I changed user and group permissions for my xml file and restarted Logstash but this is not helping.

[testuser@test ~]$ ls -la /home/testuser/test/test.xml
-rwxrwxrwx. 1 logstash logstash 4405 Jun 14 10:23 /home/testuser/test/test.xml

Kindly suggest.

<?xml version="1.0"?>
<catalog>
   <book id="bk101">
      <author>Gambardella, Matthew</author>
      <title>XML Developer's Guide</title>
      <genre>Computer</genre>
      <price>44.95</price>
      <publish_date>2000-10-01</publish_date>
      <description>An in-depth look at creating applications 
      with XML.</description>
   </book>
   <book id="bk102">
      <author>Ralls, Kim</author>
      <title>Midnight Rain</title>
      <genre>Fantasy</genre>
      <price>5.95</price>
      <publish_date>2000-12-16</publish_date>
      <description>A former architect battles corporate zombies, 
      an evil sorceress, and her own childhood to become queen 
      of the world.</description>
   </book>
</catalog>

Pasted xml code snippet above.

Hello,

What does the logstash logs says when picking up the conf or starting to read your file ?

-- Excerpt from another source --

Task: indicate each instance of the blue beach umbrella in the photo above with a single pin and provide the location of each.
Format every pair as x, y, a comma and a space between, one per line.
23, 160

This is what I see on the logs:

Jun 14 10:53:31 test logstash[14253]: [2022-06-14T10:53:31,519][INFO ][logstash.outputs.Elasticsearch][main] Elasticsearch version determined (7.17.4) {:es_version=>7}
Jun 14 10:53:31 test logstash[14253]: [2022-06-14T10:53:31,521][WARN ][logstash.outputs.Elasticsearch][main] Detected a 6.x and above cluster: the type event field won't be used to determine the document _type {:es_version=>7}
Jun 14 10:53:31 test logstash[14253]: [2022-06-14T10:53:31,593][INFO ][logstash.outputs.Elasticsearch][main] Config is not compliant with data streams. data_stream => auto resolved to false
Jun 14 10:53:31 test logstash[14253]: [2022-06-14T10:53:31,604][INFO ][logstash.outputs.Elasticsearch][main] Config is not compliant with data streams. data_stream => auto resolved to false
Jun 14 10:53:31 test logstash[14253]: [2022-06-14T10:53:31,737][INFO ][logstash.outputs.Elasticsearch][main] Using a default mapping template {:es_version=>7, :ecs_compatibility=>:disabled}
Jun 14 10:53:32 test logstash[14253]: [2022-06-14T10:53:32,275][INFO ][logstash.javapipeline ][main] Starting pipeline {:pipeline_id=>"main", "pipeline.workers"=>2, "pipeline.batch.size"=>125, "pipeline.batch.delay"=>50, "pipeline.max_inflight"=>250, "pipeline.sources"=>["/etc/logstash/conf.d/test.conf"], :thread=>"#<Thread:0x7c4680c4 run>"}
Jun 14 10:53:33 test logstash[14253]: [2022-06-14T10:53:33,210][INFO ][logstash.javapipeline ][main] Pipeline Java execution initialization time {"seconds"=>0.93}
Jun 14 10:53:33 test logstash[14253]: [2022-06-14T10:53:33,321][INFO ][logstash.javapipeline ][main] Pipeline started {"pipeline.id"=>"main"}
Jun 14 10:53:33 test logstash[14253]: [2022-06-14T10:53:33,378][INFO ][filewatch.observingtail ][main][f22f45860093b5e6671036e486fe4177ee0847e7bf0d38553424c322662bf783] START, creating Discoverer, Watch with file and sincedb collections
Jun 14 10:53:33 test logstash[14253]: [2022-06-14T10:53:33,411][INFO ][logstash.agent ] Pipelines running {:count=>1, :running_pipelines=>[:main], :non_running_pipelines=>}

Your multiline codec is waiting for a line that matches /^<?book .*>/. Once it sees one it will flush an event onto the pipeline. You probably need to change the pattern, and also add the auto_flush_interval option to the codec, otherwise you will never get an event for the last book in the catalog.

This topic was automatically closed 28 days after the last reply. New replies are no longer allowed.